There are differences in the strains of virus between the campuses, so the outbreaks are not considered related to each other.  There have been no reported fatalities, but there were "some very serious cases," Dr. Cohn said.

The CDC has decided to move ahead with the use of an unapproved vaccine called Bexsero for the Princeton campus to inoculate students.  The vaccine is expected to be available after the Thanksgiving holiday.

"In the 10 years I’ve been working at CDC, we have never had expanded use of an unlicensed product [for meningitis]," Dr Cohn said.  "We needed to do something to prevent additional cases,” she added.

Students going home for the holidays from UCSB and Princeton were urged to pay attention to their overall health and quickly see a doctor if they experience symptoms including:  high fever, severe headache, stiff neck, nausea, light sensitivity, confusion or exhaustion.

CDC experts said meningococcal disease is harder to spread than viruses such as the flu because it requires close contact such as living together or french kissing.  Casual contact does not spread the virus.

Current U.S. - approved vaccines do not protect against the strain that has been found on the college campuses.  The overseas vaccines that do not have current U.S. approval will be considered on a case-by-case basis. 

“We will follow each outbreak closely and import this vaccine as needed.  Each outbreak requires careful review,” Dr. Cohn said.
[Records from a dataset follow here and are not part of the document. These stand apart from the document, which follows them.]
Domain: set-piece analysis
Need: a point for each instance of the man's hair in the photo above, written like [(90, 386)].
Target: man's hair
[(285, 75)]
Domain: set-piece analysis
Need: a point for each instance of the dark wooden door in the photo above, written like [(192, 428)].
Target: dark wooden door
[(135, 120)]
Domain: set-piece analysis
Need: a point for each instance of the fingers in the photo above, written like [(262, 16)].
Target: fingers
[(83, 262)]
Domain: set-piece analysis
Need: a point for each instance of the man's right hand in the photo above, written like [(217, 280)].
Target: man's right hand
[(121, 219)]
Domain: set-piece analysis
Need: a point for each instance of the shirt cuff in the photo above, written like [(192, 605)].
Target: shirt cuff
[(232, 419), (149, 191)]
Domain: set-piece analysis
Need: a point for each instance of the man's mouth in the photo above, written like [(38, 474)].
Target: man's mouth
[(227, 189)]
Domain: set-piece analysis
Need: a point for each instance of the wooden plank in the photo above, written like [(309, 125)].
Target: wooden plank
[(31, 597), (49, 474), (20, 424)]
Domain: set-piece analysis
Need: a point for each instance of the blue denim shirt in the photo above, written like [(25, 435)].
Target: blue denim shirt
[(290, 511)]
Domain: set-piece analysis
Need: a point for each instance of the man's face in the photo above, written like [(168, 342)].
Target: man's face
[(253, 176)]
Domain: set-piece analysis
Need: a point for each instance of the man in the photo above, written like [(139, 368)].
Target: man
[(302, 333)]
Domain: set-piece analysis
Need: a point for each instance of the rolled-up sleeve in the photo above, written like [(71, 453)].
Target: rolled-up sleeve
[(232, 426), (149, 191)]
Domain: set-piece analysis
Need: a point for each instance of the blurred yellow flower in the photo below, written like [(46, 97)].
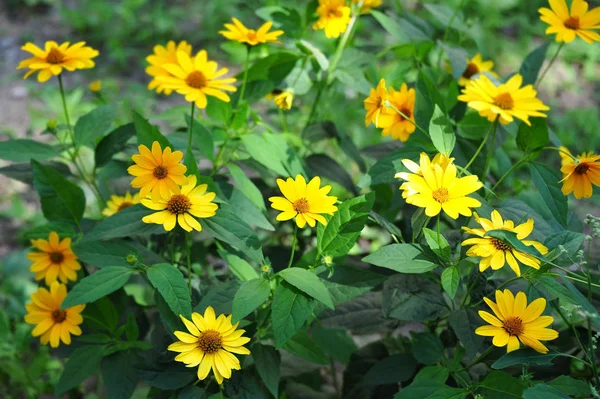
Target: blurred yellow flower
[(305, 202), (54, 57), (495, 253), (54, 260), (579, 22), (507, 101), (579, 173), (51, 323), (210, 344), (239, 33), (513, 321), (334, 16)]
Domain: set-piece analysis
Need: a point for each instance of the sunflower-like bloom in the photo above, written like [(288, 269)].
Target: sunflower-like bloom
[(54, 260), (182, 208), (437, 189), (51, 323), (506, 101), (334, 17), (579, 22), (197, 77), (495, 253), (210, 344), (239, 33), (392, 122), (516, 321), (305, 202), (579, 173), (156, 172), (118, 203), (54, 57)]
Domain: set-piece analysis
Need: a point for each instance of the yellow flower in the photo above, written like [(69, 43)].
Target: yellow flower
[(211, 343), (282, 98), (495, 253), (392, 122), (437, 189), (196, 78), (51, 323), (157, 172), (239, 33), (193, 201), (164, 55), (334, 16), (579, 173), (506, 101), (305, 202), (515, 321), (54, 260), (118, 203), (579, 22), (54, 57)]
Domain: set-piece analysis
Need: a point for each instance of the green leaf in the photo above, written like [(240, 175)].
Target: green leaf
[(403, 258), (250, 296), (344, 227), (61, 199), (82, 363), (24, 150), (103, 282), (94, 125)]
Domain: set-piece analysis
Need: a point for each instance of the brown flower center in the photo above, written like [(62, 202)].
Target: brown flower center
[(513, 326), (196, 79), (210, 341), (179, 204), (301, 205), (504, 101)]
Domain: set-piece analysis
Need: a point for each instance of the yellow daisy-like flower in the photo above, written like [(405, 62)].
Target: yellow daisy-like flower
[(197, 77), (239, 33), (506, 101), (182, 208), (54, 58), (54, 260), (514, 322), (305, 202), (392, 122), (334, 17), (495, 253), (579, 22), (438, 189), (157, 173), (210, 344), (51, 323), (118, 203), (579, 173)]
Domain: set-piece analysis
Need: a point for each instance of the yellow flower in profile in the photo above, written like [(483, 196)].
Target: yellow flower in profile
[(495, 253), (438, 189), (54, 260), (393, 123), (282, 98), (51, 323), (210, 344), (579, 22), (182, 208), (305, 202), (239, 33), (514, 322), (157, 172), (334, 17), (118, 203), (54, 58), (579, 173), (506, 101)]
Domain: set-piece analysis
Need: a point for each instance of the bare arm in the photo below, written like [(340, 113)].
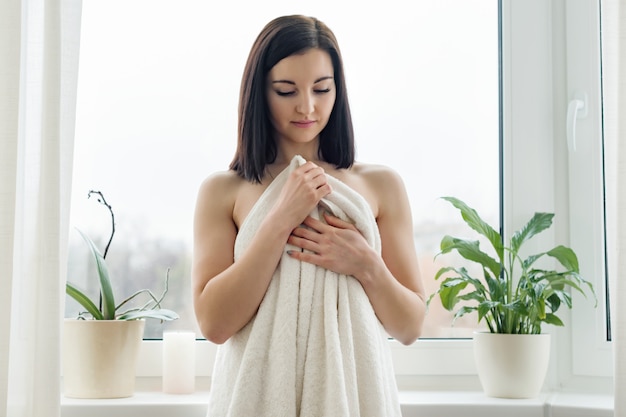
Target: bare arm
[(391, 281), (227, 294)]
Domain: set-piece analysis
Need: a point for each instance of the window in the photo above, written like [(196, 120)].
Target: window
[(157, 113)]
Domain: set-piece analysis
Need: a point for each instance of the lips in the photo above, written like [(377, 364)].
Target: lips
[(304, 123)]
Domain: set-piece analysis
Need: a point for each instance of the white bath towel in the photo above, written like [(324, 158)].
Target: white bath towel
[(315, 347)]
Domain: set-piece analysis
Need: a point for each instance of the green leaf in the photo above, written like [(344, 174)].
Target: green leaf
[(566, 257), (470, 250), (473, 220), (83, 300), (108, 301), (538, 223), (553, 319), (160, 314), (449, 293)]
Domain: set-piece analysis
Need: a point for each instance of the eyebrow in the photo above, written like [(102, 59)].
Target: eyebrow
[(328, 77)]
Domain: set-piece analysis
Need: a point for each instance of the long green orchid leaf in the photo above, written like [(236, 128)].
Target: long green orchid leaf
[(473, 220), (83, 300), (108, 301)]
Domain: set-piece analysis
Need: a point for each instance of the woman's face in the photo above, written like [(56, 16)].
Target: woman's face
[(301, 94)]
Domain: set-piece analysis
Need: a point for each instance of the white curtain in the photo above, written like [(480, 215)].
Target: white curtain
[(614, 71), (38, 73)]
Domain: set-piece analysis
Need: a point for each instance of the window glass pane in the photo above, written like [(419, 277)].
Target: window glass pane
[(157, 113)]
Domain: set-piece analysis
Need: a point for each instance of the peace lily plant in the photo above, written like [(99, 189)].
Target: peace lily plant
[(513, 295), (107, 309)]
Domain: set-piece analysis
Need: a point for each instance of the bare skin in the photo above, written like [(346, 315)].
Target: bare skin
[(227, 294)]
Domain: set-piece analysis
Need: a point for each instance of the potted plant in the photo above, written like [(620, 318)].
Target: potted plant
[(101, 346), (513, 297)]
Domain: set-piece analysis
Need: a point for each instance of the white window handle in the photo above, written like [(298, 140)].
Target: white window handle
[(576, 109)]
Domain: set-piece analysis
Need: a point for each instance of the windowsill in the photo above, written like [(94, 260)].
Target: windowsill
[(414, 403)]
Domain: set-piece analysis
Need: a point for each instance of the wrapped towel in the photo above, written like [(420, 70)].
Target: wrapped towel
[(315, 347)]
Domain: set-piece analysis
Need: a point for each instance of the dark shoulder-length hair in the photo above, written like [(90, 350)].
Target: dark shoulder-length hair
[(283, 37)]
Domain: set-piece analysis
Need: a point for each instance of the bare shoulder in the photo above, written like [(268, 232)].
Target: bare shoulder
[(384, 186), (380, 178), (219, 191)]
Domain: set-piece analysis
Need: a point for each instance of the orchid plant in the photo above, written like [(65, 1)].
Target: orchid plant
[(107, 309), (513, 295)]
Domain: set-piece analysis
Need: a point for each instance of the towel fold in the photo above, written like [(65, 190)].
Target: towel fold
[(315, 348)]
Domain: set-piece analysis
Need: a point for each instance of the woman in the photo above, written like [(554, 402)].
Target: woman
[(295, 155)]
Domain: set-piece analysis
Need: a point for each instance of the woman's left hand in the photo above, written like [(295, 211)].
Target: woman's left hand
[(337, 246)]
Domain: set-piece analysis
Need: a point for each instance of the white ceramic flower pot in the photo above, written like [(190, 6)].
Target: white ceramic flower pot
[(100, 357), (511, 365)]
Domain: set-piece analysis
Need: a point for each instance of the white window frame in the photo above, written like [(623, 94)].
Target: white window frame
[(591, 353), (533, 35)]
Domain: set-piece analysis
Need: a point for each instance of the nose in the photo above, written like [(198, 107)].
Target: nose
[(305, 104)]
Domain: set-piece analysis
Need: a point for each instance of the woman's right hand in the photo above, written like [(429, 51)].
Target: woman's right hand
[(302, 192)]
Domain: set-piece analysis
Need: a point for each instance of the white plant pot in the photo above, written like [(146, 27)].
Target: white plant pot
[(100, 357), (511, 365)]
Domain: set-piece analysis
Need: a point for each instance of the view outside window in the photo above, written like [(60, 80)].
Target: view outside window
[(157, 113)]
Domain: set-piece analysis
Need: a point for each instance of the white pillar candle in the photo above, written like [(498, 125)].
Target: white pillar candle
[(179, 362)]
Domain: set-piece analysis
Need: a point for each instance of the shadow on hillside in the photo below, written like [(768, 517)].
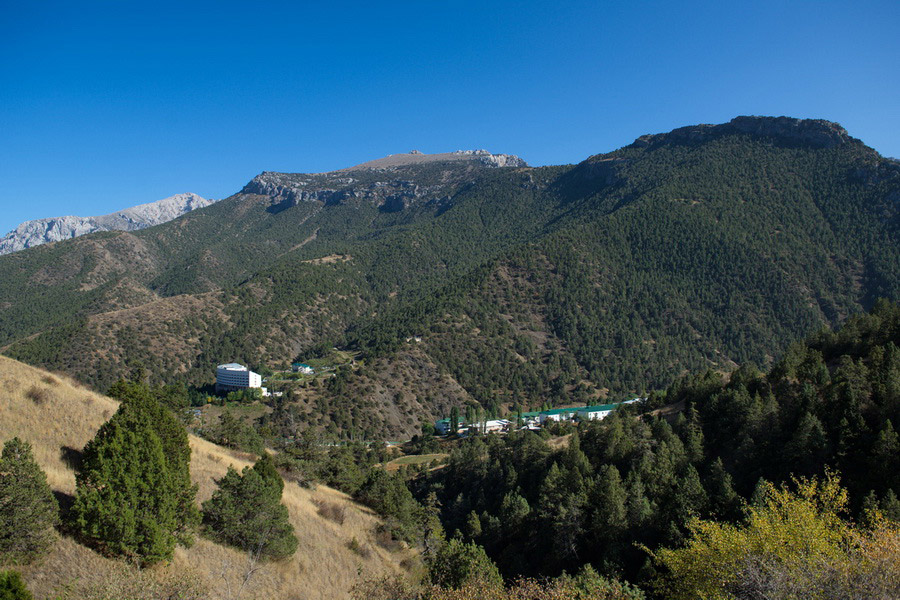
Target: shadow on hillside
[(65, 502)]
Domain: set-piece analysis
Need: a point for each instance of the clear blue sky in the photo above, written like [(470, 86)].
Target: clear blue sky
[(104, 105)]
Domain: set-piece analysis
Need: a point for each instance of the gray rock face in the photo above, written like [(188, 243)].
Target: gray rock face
[(392, 183), (42, 231), (417, 158)]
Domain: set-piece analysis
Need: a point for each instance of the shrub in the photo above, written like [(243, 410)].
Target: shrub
[(794, 544), (246, 512)]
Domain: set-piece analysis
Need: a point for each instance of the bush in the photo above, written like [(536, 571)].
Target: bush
[(458, 564), (794, 544), (28, 509), (246, 512)]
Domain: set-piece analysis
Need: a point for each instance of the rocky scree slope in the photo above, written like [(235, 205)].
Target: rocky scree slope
[(54, 229), (701, 248)]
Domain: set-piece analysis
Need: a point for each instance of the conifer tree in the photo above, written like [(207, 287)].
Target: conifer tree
[(28, 510), (133, 496)]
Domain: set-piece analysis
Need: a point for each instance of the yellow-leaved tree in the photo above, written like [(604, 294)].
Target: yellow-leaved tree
[(796, 543)]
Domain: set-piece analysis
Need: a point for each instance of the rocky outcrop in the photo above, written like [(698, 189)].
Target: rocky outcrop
[(414, 157), (812, 132), (42, 231)]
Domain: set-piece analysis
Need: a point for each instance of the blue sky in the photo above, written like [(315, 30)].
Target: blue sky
[(104, 105)]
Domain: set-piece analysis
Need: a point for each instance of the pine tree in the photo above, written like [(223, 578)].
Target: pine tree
[(246, 512), (133, 496), (609, 500), (28, 509)]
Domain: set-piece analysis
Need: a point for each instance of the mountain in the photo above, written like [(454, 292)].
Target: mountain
[(41, 231), (58, 417), (701, 248)]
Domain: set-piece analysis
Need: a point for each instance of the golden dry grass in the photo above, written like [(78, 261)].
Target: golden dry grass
[(67, 415)]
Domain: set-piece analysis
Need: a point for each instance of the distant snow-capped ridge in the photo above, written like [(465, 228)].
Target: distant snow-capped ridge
[(54, 229)]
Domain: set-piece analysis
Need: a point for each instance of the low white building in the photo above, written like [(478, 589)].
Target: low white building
[(594, 413), (492, 426), (233, 377)]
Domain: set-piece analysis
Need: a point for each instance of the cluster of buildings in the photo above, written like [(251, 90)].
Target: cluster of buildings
[(533, 420), (234, 378)]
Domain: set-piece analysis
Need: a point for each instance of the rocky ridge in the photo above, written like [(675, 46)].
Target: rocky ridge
[(382, 182), (54, 229)]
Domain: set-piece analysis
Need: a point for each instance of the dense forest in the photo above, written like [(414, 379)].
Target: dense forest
[(634, 480), (707, 247)]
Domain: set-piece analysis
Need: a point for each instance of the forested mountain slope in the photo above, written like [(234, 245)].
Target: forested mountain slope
[(703, 247), (828, 405), (58, 417)]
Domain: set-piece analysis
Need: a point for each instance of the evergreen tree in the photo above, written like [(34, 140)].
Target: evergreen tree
[(28, 509), (133, 496), (609, 501), (246, 512)]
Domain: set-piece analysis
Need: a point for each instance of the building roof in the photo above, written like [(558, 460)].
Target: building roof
[(560, 411), (233, 367), (600, 407)]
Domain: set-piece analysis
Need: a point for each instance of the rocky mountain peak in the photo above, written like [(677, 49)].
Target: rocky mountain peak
[(54, 229), (415, 157)]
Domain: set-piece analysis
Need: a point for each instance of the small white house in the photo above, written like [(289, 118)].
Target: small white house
[(593, 413)]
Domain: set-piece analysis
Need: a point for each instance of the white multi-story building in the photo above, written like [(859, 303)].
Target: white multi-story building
[(232, 377)]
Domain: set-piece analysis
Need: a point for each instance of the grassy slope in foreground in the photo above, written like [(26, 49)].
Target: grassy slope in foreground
[(54, 414)]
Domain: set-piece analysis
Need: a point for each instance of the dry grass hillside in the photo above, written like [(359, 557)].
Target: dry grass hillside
[(59, 416)]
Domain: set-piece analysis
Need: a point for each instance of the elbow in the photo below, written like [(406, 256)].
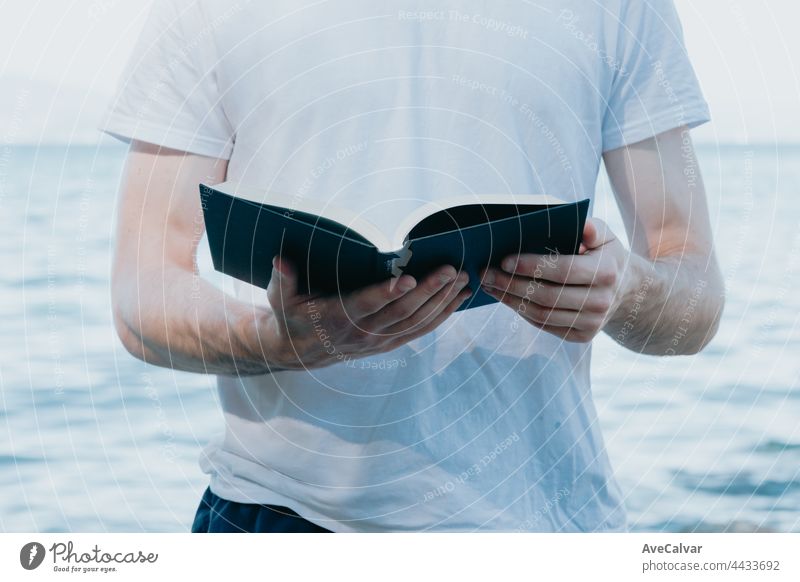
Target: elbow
[(709, 324), (127, 328)]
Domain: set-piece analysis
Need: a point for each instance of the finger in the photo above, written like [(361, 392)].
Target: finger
[(546, 316), (567, 333), (451, 308), (404, 307), (556, 268), (596, 233), (547, 294), (282, 287), (430, 309), (364, 302)]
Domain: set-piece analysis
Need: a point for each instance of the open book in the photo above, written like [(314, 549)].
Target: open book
[(338, 250)]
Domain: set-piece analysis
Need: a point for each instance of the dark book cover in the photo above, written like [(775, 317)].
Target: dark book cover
[(330, 258)]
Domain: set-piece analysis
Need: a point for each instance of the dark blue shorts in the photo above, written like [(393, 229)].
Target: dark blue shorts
[(217, 515)]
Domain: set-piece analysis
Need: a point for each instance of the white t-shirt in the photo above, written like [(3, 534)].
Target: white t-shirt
[(486, 423)]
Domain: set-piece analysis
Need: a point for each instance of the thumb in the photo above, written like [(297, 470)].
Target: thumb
[(595, 234), (282, 288)]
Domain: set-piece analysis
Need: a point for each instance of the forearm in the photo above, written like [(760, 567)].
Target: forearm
[(172, 318), (672, 306)]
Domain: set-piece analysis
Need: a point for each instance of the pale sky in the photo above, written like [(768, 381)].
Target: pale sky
[(746, 54)]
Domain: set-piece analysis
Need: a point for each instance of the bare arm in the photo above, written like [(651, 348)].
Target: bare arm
[(664, 296), (167, 315), (675, 298)]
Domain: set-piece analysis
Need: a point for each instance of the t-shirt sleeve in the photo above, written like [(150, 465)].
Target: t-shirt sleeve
[(168, 93), (654, 88)]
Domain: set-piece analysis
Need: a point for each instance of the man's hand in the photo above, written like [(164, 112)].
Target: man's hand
[(301, 331), (663, 297), (570, 296)]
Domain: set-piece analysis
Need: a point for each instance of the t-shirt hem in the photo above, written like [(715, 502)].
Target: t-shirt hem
[(691, 117), (265, 496), (126, 128)]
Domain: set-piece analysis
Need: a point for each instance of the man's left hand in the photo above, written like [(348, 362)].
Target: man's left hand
[(570, 296)]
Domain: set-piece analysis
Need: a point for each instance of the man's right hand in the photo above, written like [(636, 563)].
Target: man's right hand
[(302, 331)]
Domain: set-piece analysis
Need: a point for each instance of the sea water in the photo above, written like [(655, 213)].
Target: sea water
[(93, 440)]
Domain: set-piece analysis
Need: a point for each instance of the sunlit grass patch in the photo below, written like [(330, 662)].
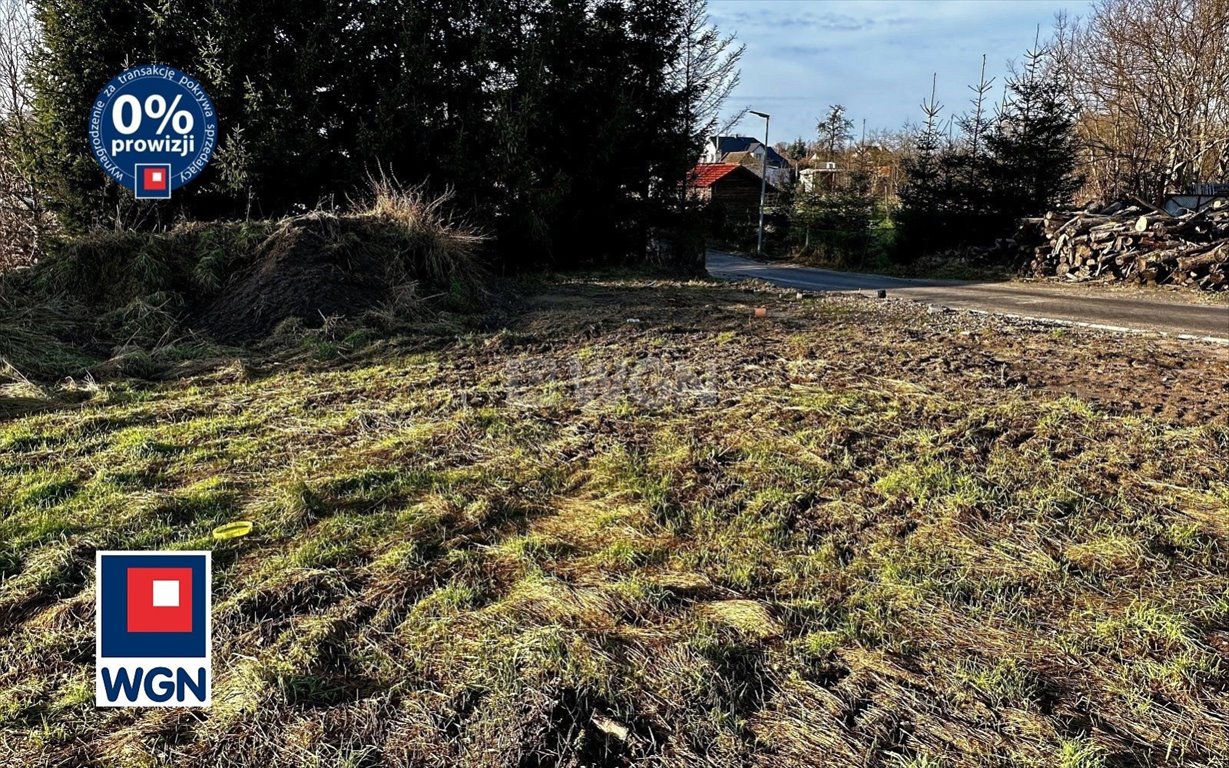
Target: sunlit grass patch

CDC officials tell NewsChannel 3 the agency remains in close contact with local and state health experts and would re-visit the decision on the foreign vaccine should conditions warrant.

Note:  A previous version of this article incorrectly stated the vaccine would be offered at both Princeton and UC-Santa Barbara.  The vaccine will not be offered at UCSB at the present time.  NewsChannel 3 regrets the error.